More than 30% of North America's bird populations are in "significant decline" according to conservationists.
The American Kestrel can hover like a hummingbird
The National Audubon Society's State of the Birds report draws on data collected between 1966 and 2003 for 654 American bird species.
The report looked at birds inhabiting grasslands, shrublands, forests, waterways and urban settings.
The report says the declines are abnormal and not part of the cyclical rise and fall in bird populations.

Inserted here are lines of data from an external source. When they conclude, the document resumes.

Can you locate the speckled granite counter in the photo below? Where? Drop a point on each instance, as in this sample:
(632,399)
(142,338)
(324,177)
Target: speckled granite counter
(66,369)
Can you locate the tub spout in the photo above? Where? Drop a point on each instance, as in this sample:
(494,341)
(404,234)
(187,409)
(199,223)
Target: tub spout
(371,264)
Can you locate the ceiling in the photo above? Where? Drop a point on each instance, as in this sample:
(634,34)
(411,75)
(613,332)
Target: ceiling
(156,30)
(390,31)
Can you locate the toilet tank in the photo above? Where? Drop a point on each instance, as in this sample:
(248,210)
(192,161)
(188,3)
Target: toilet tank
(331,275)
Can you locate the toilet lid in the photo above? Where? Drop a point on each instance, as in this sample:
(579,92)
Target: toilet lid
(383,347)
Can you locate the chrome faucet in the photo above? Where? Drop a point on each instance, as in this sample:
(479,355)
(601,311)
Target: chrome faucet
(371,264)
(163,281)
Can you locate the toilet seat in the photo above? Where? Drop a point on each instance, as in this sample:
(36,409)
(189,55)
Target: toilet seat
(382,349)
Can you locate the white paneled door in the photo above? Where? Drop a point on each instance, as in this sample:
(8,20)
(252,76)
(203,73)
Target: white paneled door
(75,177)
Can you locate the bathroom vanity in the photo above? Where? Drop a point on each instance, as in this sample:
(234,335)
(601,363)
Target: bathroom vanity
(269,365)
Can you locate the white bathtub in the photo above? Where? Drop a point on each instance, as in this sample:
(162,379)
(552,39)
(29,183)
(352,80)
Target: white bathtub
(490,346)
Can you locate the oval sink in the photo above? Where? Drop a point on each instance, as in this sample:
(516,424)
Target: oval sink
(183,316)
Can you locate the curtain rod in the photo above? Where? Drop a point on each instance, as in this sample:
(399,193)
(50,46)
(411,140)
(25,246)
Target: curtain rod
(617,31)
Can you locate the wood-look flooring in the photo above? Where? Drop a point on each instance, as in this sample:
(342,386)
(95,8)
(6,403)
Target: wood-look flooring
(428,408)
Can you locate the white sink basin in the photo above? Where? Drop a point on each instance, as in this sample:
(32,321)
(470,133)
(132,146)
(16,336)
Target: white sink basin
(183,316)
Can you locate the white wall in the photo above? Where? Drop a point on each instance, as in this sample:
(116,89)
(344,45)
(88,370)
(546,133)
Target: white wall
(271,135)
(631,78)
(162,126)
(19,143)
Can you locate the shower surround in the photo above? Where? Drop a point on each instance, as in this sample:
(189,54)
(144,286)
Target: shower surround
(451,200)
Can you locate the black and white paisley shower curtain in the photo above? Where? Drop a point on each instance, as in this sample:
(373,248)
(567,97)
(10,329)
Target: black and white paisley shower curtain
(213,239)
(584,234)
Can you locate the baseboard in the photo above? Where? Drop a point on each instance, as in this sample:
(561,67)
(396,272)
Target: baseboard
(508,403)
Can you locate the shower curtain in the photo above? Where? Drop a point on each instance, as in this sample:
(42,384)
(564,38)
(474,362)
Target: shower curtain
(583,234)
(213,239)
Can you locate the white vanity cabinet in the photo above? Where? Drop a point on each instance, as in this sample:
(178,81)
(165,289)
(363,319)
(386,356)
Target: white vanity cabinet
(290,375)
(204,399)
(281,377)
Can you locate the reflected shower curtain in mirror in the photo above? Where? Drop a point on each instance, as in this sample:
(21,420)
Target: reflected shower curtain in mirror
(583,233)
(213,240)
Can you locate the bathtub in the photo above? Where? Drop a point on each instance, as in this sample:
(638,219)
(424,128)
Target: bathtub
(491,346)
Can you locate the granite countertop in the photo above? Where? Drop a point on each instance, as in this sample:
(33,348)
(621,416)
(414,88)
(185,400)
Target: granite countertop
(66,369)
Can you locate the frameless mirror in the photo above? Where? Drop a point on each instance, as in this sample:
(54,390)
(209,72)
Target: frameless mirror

Most disturbing was the finding that 70% of bird species living in grasslands - such as the eastern meadowlark, bobolink, short-eared owl and greater prairie-chicken - are doing poorly.
The report found that for shrubland birds - including the northern bobwhite, painted bunting and Florida scrub-jay - 36% of species are declining significantly.
Smaller declines were noted in bird species living in forests, wetlands and urban areas.
Instead, they may be caused by the loss of native grasslands, overgrazing of grassland and shrubland, development of wetlands, bad forest management, invasive species, pollution and poor land use decisions.
DECLINES IN NORTH AMERICAN BIRDS
70% of grassland species declining significantly
36% of shrubland species declining significantly
25% of forest species declining significantly
13% of wetland species declining significantly
25% of urban birds declining significantly
"Like the canary in the coal mine warning the miner of danger ahead, birds are an indicator of environmental and human health," said Audubon president John Flicker.
"People created these problems and people can solve them if we act now."
The data contained in the report comes from the national Breeding Bird Survey counts from 1966 to 2003. The survey is coordinated and analysed by the US Geological Survey.
The report calls for more protection for the birds' habitats and increased conservation efforts by private landowners and homeowners.